Thursday, March 21, 2013

Potato Chips and Lunch Meat, Up in the Front Seat

Not to get too deep into my undergraduate experiences, but this is exactly correct.

“Our potencies here are off the scale,” confirms longtime grower Todd Ellison, co-founder of Colorado Marijuana Marketing, a one-stop shop for weed-related entrepreneurs in search of marketing help. “I have a guy who taught me to grow, who has been growing since the ’60s. And this stuff blows him away.” And Ellison agrees. “I am almost 40. I’ve got three kids. You don’t want something that is going to lay you out and make you stupid all day.”

...

When my brother, Andrew Marris, got into the weed-analysis business, he expected that growers would be poring over readouts detailing the concentrations of the various psychoactive components, trying to create perfect, complex masterpieces. Instead, though, he found that many of his customers were obsessively focused on just one statistic: the percentage of THC.
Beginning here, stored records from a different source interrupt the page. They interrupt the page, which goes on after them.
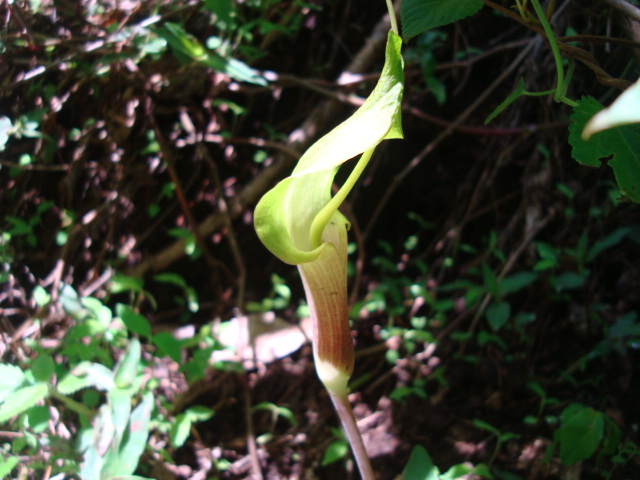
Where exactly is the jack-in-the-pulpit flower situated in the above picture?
[254,32,404,397]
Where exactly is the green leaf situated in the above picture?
[255,32,404,265]
[322,440,349,467]
[569,97,640,203]
[0,363,26,403]
[551,272,588,292]
[169,413,192,448]
[0,456,20,478]
[473,418,500,438]
[115,338,142,388]
[100,392,153,479]
[499,272,538,295]
[184,405,214,422]
[482,262,501,297]
[484,77,526,125]
[27,405,51,433]
[402,445,440,480]
[57,362,115,395]
[31,353,55,382]
[116,303,151,337]
[582,79,640,140]
[400,0,483,42]
[485,302,511,332]
[152,332,182,363]
[0,383,49,423]
[157,22,267,86]
[557,403,604,465]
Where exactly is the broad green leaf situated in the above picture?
[582,79,640,140]
[0,382,49,423]
[255,32,404,265]
[100,392,154,480]
[569,97,640,203]
[400,0,483,42]
[57,362,115,395]
[557,403,604,465]
[402,445,440,480]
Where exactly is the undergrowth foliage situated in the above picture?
[0,0,640,480]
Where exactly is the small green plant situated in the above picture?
[0,339,153,480]
[473,419,520,467]
[402,445,493,480]
[547,403,621,465]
This THC obsession has created a bimodal weed supply. There’s the carefully bred marijuana, with excellent flavor and aroma and pleasing suite of effects—which are ridiculously, hallucinatory, time-stutteringly strong for a casual user. Then there’s ditch weed or Mexican brick weed. Sure, you can smoke it around the campfire until the stars go out, but it smells bad and tastes bad, and nobody is going to bother testing it or perfecting it. What’s missing is lower-potency, high-quality dope.

Part of the issue is that, with the illegality of marijuana, procuring it has (until very recently in a very few places) been a criminal act that people don't like going through with any regularity. High-potency pot means that users can smoke less of it, less often, thus reducing the frequency of return visits. For sellers in places where the criminal aspect is about to disappear, steps that lead to more return visits will be welcome. Weaker strains that users can smoke more of will provide a big boost in that regard.

Today's less potent stuff looks worse, tastes worse and feels worse than the high-octane stuff, but the high-octane stuff is just too strong. Figuring out how to bridge that gap will be the key to a viable long-term market structure.